A few days ago, it was brought to our attention that publishing a server on mocktastic was intermittently failing. One of the impacted users was kind enough to share a lot of information regarding this, which ultimately led to us diagnosing and fixing the issue.
Firstly, we would like to apologize to all our customers who were impacted by this issue. We would also like to thank you for putting up with us, until we managed to fix the issue. We would also like to apologize for the delay in fixing the issue (due to extended holidays in our part of the world).
Here is a timeline of the issue faced:
- Publishing servers was working as intended upto October 11th.
- On October 11th we installed a new API gateway server, in order to better control access to our public APIs.
- Post gateway installation tests with our test data-set indicated everything was working as normal.
- On October 13th we were contacted by a customer facing issues with publishing their server. The publish failed repeatedly with an 'Unknown Error' message.
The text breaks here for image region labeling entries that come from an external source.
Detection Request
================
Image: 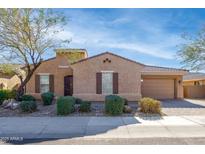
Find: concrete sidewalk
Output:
[0,116,205,139]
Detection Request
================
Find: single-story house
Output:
[26,49,187,101]
[183,72,205,98]
[0,64,21,90]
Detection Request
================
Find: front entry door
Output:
[64,75,73,96]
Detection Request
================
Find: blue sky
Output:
[51,9,205,68]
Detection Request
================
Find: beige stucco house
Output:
[0,64,25,90]
[183,72,205,98]
[26,49,187,101]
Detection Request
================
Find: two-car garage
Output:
[141,79,175,99]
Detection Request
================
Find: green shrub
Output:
[79,101,91,112]
[41,92,54,105]
[139,97,161,114]
[123,98,128,105]
[75,98,83,104]
[105,95,124,115]
[0,90,16,105]
[21,94,36,101]
[57,96,75,115]
[20,101,37,112]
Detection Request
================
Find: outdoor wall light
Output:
[103,58,111,63]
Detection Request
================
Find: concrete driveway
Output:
[162,99,205,116]
[0,116,205,144]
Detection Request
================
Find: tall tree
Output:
[177,28,205,71]
[0,9,69,99]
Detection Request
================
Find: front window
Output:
[40,75,49,93]
[102,72,113,94]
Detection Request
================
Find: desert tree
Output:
[0,9,68,99]
[177,28,205,71]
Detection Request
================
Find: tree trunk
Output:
[16,62,41,101]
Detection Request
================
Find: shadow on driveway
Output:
[161,99,205,108]
[1,117,140,144]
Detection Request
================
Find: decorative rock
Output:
[2,100,9,107]
[123,105,132,113]
[2,99,19,110]
[10,103,19,110]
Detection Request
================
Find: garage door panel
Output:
[142,79,174,99]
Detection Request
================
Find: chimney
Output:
[55,49,88,65]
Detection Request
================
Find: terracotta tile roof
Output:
[143,65,187,72]
[183,72,205,81]
[72,51,144,66]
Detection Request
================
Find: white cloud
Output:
[52,8,183,59]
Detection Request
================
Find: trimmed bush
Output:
[123,98,128,105]
[139,97,161,114]
[57,96,75,115]
[41,92,54,105]
[21,95,36,101]
[20,101,37,113]
[79,101,91,112]
[75,98,83,104]
[105,95,124,115]
[0,90,16,105]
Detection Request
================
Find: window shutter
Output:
[96,72,102,94]
[35,75,40,93]
[49,75,54,92]
[113,72,118,94]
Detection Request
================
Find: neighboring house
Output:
[183,72,205,98]
[26,49,187,101]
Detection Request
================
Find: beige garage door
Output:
[141,79,174,99]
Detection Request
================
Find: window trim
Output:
[101,71,114,95]
[39,73,51,93]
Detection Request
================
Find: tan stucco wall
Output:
[0,75,20,90]
[26,55,72,98]
[184,85,205,98]
[183,80,205,86]
[72,54,143,101]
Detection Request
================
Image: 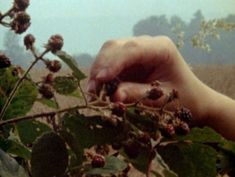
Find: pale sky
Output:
[0,0,235,55]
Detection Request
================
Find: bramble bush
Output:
[0,0,235,177]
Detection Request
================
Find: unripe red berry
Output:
[46,34,64,53]
[112,102,126,117]
[46,60,62,73]
[24,34,35,50]
[91,154,105,168]
[0,53,11,68]
[147,87,163,100]
[44,73,54,84]
[164,124,175,137]
[124,140,141,159]
[14,0,29,11]
[39,84,54,99]
[11,12,30,34]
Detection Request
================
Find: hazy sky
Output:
[0,0,235,54]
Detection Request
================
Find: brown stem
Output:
[0,49,49,120]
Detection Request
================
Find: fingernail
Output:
[87,80,96,92]
[119,91,127,101]
[96,69,108,79]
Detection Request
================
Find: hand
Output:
[88,36,213,124]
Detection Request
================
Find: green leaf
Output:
[177,127,224,143]
[63,112,122,148]
[37,98,57,109]
[0,149,28,177]
[0,139,31,160]
[0,68,38,119]
[31,132,68,177]
[16,120,51,145]
[86,156,127,175]
[56,51,86,81]
[53,76,78,95]
[157,143,217,177]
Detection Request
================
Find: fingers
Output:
[113,82,166,106]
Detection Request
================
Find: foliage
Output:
[0,0,235,177]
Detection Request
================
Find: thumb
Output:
[113,82,166,107]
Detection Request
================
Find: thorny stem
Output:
[0,49,49,120]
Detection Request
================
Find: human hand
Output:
[88,36,213,124]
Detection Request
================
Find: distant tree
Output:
[133,15,172,36]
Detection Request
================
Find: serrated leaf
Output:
[56,51,86,81]
[86,156,127,175]
[176,127,224,143]
[157,143,217,177]
[37,98,57,109]
[0,149,29,177]
[63,112,122,148]
[53,76,78,95]
[0,139,31,160]
[16,120,51,145]
[31,132,68,177]
[0,68,38,119]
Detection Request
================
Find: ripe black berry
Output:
[176,122,190,135]
[44,73,54,84]
[175,107,193,123]
[14,0,29,11]
[46,60,62,73]
[124,140,141,159]
[11,11,31,34]
[24,34,35,50]
[39,84,54,99]
[112,102,126,117]
[104,79,120,96]
[91,155,105,168]
[164,124,175,137]
[0,53,11,68]
[46,34,64,53]
[147,87,163,100]
[138,133,151,144]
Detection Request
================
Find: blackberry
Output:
[14,0,29,11]
[176,122,190,135]
[46,60,62,73]
[91,154,105,168]
[44,73,54,84]
[11,12,31,34]
[175,107,193,123]
[112,102,126,117]
[147,87,163,100]
[0,53,11,68]
[46,34,64,53]
[24,34,35,50]
[163,124,175,137]
[104,79,120,96]
[124,139,141,159]
[39,84,54,99]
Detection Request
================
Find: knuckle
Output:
[101,40,117,50]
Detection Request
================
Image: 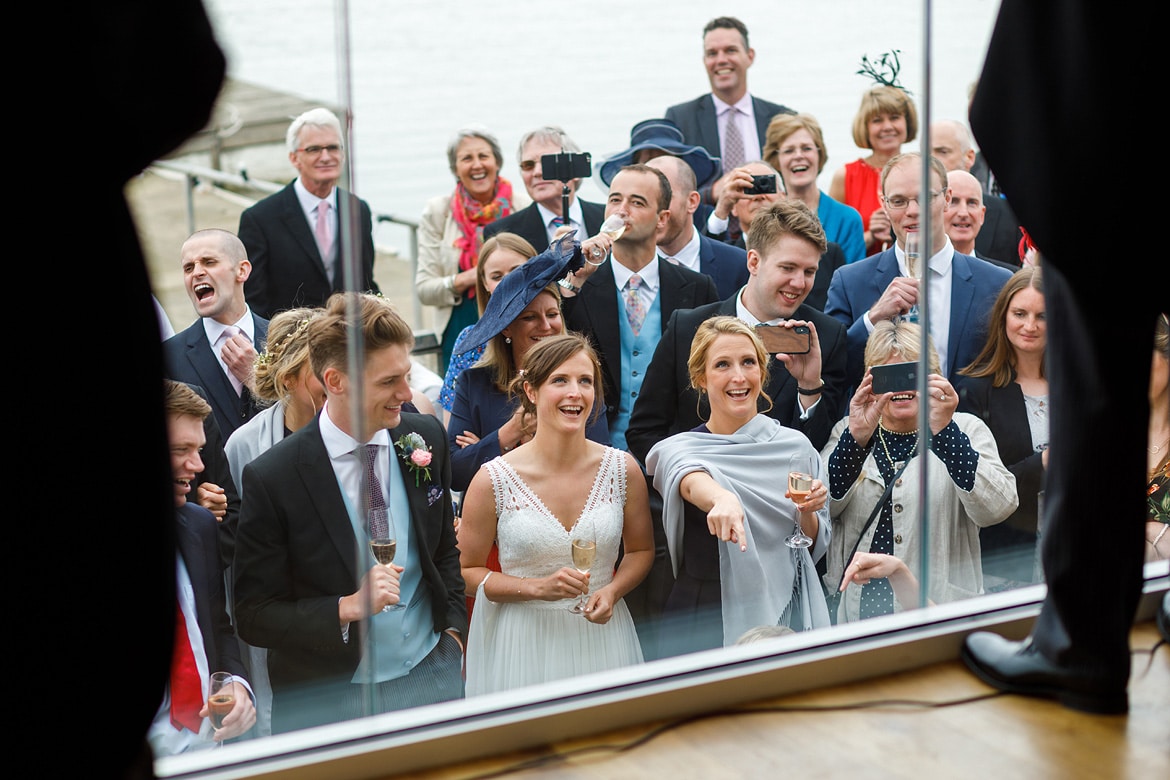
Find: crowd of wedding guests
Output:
[150,10,1170,752]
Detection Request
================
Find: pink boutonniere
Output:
[394,433,431,488]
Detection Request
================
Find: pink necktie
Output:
[317,200,333,265]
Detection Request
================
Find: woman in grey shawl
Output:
[646,317,830,655]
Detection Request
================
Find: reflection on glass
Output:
[150,0,1037,771]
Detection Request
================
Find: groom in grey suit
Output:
[234,292,467,733]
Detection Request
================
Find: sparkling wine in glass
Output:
[207,671,235,731]
[784,455,812,548]
[902,230,922,323]
[569,537,597,615]
[590,214,626,262]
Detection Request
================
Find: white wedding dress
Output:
[466,448,642,696]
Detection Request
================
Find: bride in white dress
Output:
[459,333,654,696]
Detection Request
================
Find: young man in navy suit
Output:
[825,152,1011,393]
[646,154,749,298]
[233,292,467,733]
[149,380,256,757]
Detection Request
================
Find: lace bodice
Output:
[486,447,626,591]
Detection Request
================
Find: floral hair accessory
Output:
[858,49,914,95]
[394,433,431,488]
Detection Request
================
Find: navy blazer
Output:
[626,295,846,463]
[174,502,247,678]
[666,92,796,161]
[238,181,379,318]
[564,258,720,429]
[163,313,268,441]
[692,233,751,299]
[483,198,605,251]
[233,413,467,722]
[825,248,1012,392]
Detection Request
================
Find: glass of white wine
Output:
[590,214,626,263]
[370,512,402,612]
[569,536,597,615]
[207,671,235,731]
[784,455,812,548]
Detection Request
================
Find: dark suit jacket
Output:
[956,377,1044,542]
[233,413,467,717]
[483,198,605,251]
[564,258,720,428]
[975,193,1023,268]
[825,248,1011,387]
[666,92,796,164]
[238,182,379,318]
[626,296,846,463]
[692,233,751,299]
[174,503,247,677]
[163,310,268,441]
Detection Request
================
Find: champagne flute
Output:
[569,536,597,615]
[903,230,922,323]
[370,512,404,612]
[207,671,235,731]
[590,214,626,264]
[784,455,812,550]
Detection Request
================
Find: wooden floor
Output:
[407,622,1170,780]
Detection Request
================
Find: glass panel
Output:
[134,0,1071,774]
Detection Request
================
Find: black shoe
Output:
[963,631,1129,715]
[1154,591,1170,644]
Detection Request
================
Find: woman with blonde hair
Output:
[821,320,1018,622]
[646,316,831,656]
[828,84,918,256]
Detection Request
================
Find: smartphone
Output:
[743,173,776,195]
[756,325,812,354]
[869,363,918,395]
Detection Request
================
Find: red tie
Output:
[171,602,204,733]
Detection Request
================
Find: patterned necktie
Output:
[219,325,243,395]
[171,600,204,733]
[723,105,746,242]
[625,274,646,336]
[316,200,333,268]
[355,444,390,539]
[723,105,744,173]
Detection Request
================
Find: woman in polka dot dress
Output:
[821,320,1019,622]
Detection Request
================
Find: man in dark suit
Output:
[560,165,718,449]
[647,154,750,298]
[666,16,796,210]
[943,168,1020,274]
[626,200,846,462]
[234,294,467,733]
[149,381,256,757]
[930,119,1020,267]
[238,108,378,318]
[825,152,1011,387]
[163,228,268,440]
[963,0,1170,724]
[483,125,605,251]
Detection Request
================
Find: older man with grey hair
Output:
[483,125,605,251]
[238,108,379,319]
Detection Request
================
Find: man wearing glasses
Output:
[238,108,379,319]
[825,152,1011,387]
[483,125,605,251]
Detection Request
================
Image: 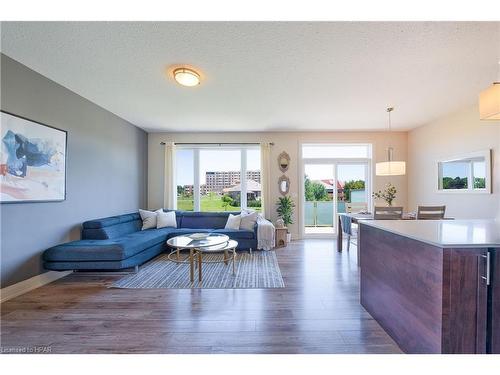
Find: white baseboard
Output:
[0,271,73,303]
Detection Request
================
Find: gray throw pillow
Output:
[240,211,258,231]
[155,208,177,229]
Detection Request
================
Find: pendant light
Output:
[375,107,406,176]
[479,24,500,121]
[479,62,500,121]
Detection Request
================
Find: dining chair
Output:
[345,202,368,251]
[417,206,446,220]
[373,206,403,220]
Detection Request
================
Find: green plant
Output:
[276,196,295,226]
[221,194,233,211]
[372,182,398,206]
[344,180,365,202]
[304,176,330,202]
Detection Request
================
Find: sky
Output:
[304,164,365,182]
[176,149,365,185]
[443,161,486,178]
[176,149,260,185]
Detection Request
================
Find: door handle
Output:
[481,251,490,285]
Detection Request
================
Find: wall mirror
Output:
[278,175,290,195]
[437,150,491,193]
[278,151,290,172]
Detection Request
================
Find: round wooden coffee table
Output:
[195,240,238,281]
[167,233,234,282]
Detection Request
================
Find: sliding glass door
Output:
[336,163,369,213]
[304,163,335,234]
[302,144,371,236]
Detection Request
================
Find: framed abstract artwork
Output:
[0,111,67,203]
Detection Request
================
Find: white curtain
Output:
[260,143,273,220]
[163,142,177,210]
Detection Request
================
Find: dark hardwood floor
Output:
[1,240,401,353]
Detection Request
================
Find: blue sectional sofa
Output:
[43,210,257,271]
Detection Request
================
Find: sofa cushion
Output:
[82,213,142,240]
[167,228,212,238]
[181,212,234,229]
[212,229,255,240]
[44,228,175,262]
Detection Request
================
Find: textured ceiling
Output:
[1,22,500,131]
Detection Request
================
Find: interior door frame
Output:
[298,156,373,238]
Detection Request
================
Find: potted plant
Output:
[372,182,398,207]
[276,196,295,242]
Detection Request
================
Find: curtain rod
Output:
[160,142,274,146]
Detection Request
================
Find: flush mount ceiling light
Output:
[375,107,406,176]
[173,68,200,87]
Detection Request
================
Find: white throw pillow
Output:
[155,208,177,229]
[240,211,258,232]
[224,214,241,229]
[139,210,158,230]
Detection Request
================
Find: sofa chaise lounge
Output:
[43,210,257,271]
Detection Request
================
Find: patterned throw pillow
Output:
[224,214,241,229]
[139,210,157,230]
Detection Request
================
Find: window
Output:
[438,150,491,193]
[175,150,194,211]
[176,145,262,212]
[302,144,372,159]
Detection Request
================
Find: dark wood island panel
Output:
[360,223,488,353]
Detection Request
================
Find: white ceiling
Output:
[1,22,500,132]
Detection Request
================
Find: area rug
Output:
[110,251,285,289]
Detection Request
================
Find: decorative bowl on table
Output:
[188,233,210,240]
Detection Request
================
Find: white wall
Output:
[408,106,500,219]
[148,132,407,238]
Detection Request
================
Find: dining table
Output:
[337,212,416,252]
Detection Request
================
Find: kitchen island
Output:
[359,220,500,353]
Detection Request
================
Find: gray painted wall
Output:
[0,54,147,288]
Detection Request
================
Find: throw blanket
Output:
[257,215,274,250]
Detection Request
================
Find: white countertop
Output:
[361,220,500,248]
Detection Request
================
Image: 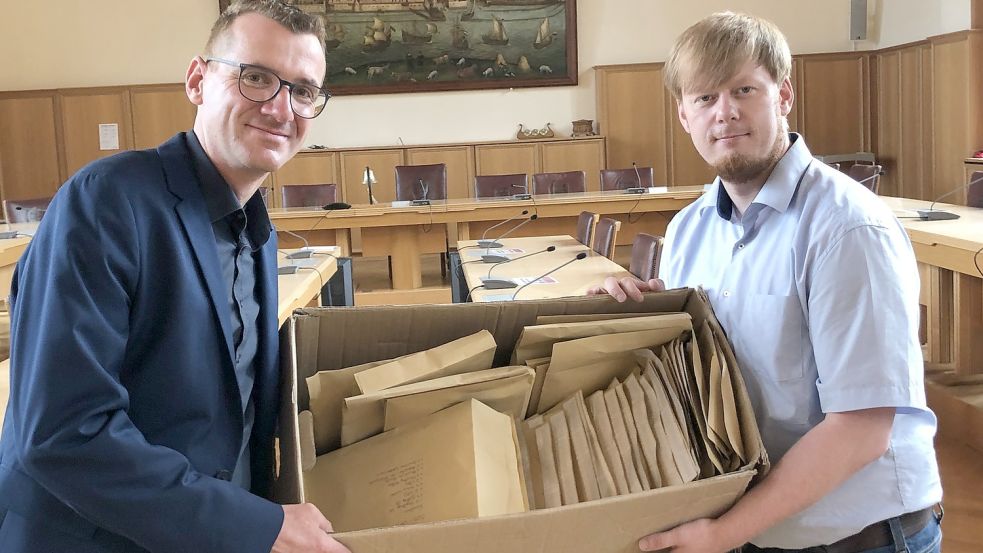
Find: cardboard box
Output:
[275,289,768,553]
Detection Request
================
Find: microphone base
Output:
[481,255,509,263]
[916,209,959,221]
[481,278,515,290]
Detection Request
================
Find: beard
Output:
[713,116,788,184]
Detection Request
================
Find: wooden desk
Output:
[458,236,629,302]
[882,197,983,374]
[270,186,703,300]
[277,250,338,327]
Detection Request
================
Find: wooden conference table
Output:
[270,186,703,300]
[458,236,629,302]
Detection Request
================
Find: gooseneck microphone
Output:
[916,177,983,221]
[481,213,539,263]
[512,252,587,301]
[481,246,556,290]
[478,209,529,248]
[410,179,430,205]
[625,161,645,194]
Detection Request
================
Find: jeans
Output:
[732,508,942,553]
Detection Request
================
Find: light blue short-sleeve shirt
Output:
[660,134,942,548]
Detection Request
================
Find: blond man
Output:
[593,13,942,553]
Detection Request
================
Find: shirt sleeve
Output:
[808,220,926,413]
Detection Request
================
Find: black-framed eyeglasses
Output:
[204,58,331,119]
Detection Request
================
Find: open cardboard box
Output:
[274,289,768,553]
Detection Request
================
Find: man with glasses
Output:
[0,0,347,553]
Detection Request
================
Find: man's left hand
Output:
[638,518,732,553]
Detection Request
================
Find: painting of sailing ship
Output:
[219,0,577,95]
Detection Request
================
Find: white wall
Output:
[0,0,970,147]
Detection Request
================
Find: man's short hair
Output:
[663,12,792,100]
[205,0,324,55]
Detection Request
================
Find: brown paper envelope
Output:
[512,313,693,365]
[638,369,683,486]
[574,392,618,498]
[604,388,643,493]
[536,311,679,325]
[384,367,536,431]
[546,411,580,505]
[644,369,700,482]
[623,375,663,488]
[304,400,524,532]
[517,415,546,509]
[307,356,405,454]
[587,390,630,495]
[561,393,601,501]
[613,384,652,490]
[341,367,532,446]
[355,329,496,394]
[536,422,563,509]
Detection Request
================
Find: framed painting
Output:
[219,0,577,96]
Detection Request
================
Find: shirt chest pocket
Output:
[741,294,809,382]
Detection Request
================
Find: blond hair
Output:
[205,0,325,55]
[663,12,792,100]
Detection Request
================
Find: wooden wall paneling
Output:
[595,63,674,183]
[874,51,904,196]
[406,146,475,198]
[893,46,927,198]
[799,52,869,155]
[341,149,405,205]
[540,138,608,192]
[663,90,717,186]
[59,87,133,174]
[919,43,935,200]
[271,151,342,207]
[0,91,65,200]
[474,141,542,175]
[130,84,197,150]
[931,33,972,203]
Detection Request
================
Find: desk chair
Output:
[389,163,450,278]
[474,173,529,198]
[532,171,587,194]
[280,184,338,207]
[628,232,664,281]
[574,211,599,248]
[846,163,881,194]
[591,217,621,260]
[396,163,447,201]
[966,171,983,207]
[3,197,51,223]
[601,167,655,190]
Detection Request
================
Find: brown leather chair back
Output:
[601,167,655,190]
[576,211,598,248]
[474,173,529,198]
[591,217,621,259]
[966,171,983,207]
[628,232,663,281]
[532,171,587,194]
[3,198,51,223]
[396,163,447,201]
[846,163,881,194]
[280,184,338,207]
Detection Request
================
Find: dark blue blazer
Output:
[0,134,283,553]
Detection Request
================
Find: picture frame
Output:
[219,0,578,96]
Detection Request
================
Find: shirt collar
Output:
[700,133,812,221]
[186,130,272,247]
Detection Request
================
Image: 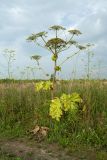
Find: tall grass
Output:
[0,80,107,148]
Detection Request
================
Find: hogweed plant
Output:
[27,25,90,121]
[3,49,15,79]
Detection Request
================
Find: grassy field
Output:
[0,80,107,160]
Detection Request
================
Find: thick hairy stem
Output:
[51,30,58,99]
[51,60,57,99]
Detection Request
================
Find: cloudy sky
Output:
[0,0,107,78]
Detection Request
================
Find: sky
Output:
[0,0,107,79]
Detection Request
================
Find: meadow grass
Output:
[0,80,107,149]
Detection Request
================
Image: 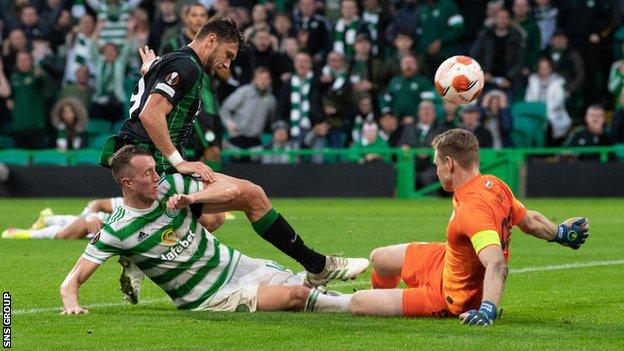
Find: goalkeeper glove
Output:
[550,217,589,250]
[459,300,496,325]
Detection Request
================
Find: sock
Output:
[45,215,78,226]
[251,208,326,273]
[304,289,353,313]
[371,269,401,289]
[30,225,63,239]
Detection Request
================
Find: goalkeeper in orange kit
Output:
[350,129,589,325]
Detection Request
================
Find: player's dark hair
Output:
[109,145,152,186]
[431,128,479,169]
[195,17,245,48]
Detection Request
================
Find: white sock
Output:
[45,215,78,226]
[305,289,353,313]
[31,225,63,239]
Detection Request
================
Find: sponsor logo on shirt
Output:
[160,231,195,261]
[165,72,180,87]
[160,228,178,246]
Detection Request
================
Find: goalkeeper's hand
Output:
[551,217,589,250]
[459,301,496,326]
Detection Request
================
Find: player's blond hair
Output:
[431,129,479,169]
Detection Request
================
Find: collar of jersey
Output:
[121,201,158,214]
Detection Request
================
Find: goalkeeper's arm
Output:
[518,211,589,250]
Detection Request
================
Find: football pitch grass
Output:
[0,199,624,351]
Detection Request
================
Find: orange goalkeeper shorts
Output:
[401,243,451,317]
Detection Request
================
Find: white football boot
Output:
[117,256,145,305]
[305,256,369,287]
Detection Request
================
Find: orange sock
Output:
[371,269,401,289]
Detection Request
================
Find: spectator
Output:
[333,0,372,60]
[279,52,329,163]
[534,0,559,50]
[376,31,424,91]
[219,67,277,157]
[481,90,514,149]
[608,47,624,110]
[59,66,95,111]
[525,57,572,146]
[63,15,95,85]
[295,0,332,63]
[320,51,353,148]
[236,28,292,92]
[557,0,614,103]
[470,9,525,99]
[86,0,141,46]
[90,21,132,122]
[389,0,419,38]
[7,51,47,149]
[456,0,493,55]
[147,0,180,52]
[381,55,436,124]
[459,104,493,148]
[18,5,47,40]
[2,29,30,77]
[362,0,392,59]
[476,0,505,28]
[544,30,585,115]
[262,120,292,164]
[273,12,296,52]
[399,100,436,149]
[564,105,614,160]
[51,97,89,151]
[433,100,459,135]
[513,0,542,73]
[351,95,378,145]
[0,59,11,132]
[349,121,391,163]
[243,4,271,40]
[416,0,464,79]
[348,33,380,106]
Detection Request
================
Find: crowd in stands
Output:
[0,0,624,166]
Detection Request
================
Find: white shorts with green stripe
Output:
[195,255,305,312]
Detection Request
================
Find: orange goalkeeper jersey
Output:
[442,175,526,314]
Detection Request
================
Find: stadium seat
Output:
[0,149,30,166]
[89,134,110,150]
[511,102,548,147]
[32,149,69,166]
[70,149,105,166]
[87,119,112,135]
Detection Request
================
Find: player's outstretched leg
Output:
[257,285,352,312]
[197,173,369,286]
[116,213,225,305]
[370,244,409,289]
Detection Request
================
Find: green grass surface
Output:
[0,199,624,351]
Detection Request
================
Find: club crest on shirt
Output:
[160,228,178,246]
[89,230,101,245]
[165,72,180,87]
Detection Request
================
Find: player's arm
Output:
[139,93,215,182]
[459,243,507,325]
[61,257,100,314]
[517,210,589,250]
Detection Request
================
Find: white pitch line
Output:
[12,259,624,315]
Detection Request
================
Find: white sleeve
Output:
[82,229,122,265]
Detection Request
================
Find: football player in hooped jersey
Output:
[100,17,368,303]
[60,145,351,314]
[350,129,589,325]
- On October 14th, we tested with our test data-set again, and found everything to be in working order. Analyzing the API access logs, we saw that the customers API request to publish were rejected with a
413 Request Entity too Largeerror.
- We increased the allowed payload size on the publish endpoint to 50MB, in order to mitigate the issue.
- On October 15th, upon emailing the customer with our fix, customer reported that the issue was still unresolved and reproducible.
- We analyzed the logs again, and found that requests were still being rejected with a 413 error code.
- Further analysis suggested that the request was being dropped before being forwarded to our API server.
- We researched our API gateway documentation, and found that the default max client body size for POST requests had been set too low. We boosted this to 50MB to match our endpoint configuration.
- Customer confirmed that issue had been mitigated and they were able to publish servers again.
What we learned from this
This issue primarily occurred due to our hastiness while setting up and configuring the API gateway. As a third party software, we should have researched the maximum POST body size configuration and ensured that it was set to as large as we required it to be. In future, we will be thoroughly researching every piece of software that we configure in order to prevent similar issues.
A secondary takeaway from this incident was that our test data-set was not covering all possible scenarios. We have since modified our data-set to take into account large payload sizes.
We will continue to write post mortems of any production issues that impact the mocktastic web service and desktop app. Once again, we would like to apologize to our customers for the difficulties caused.
Thank you for your continued faith in us.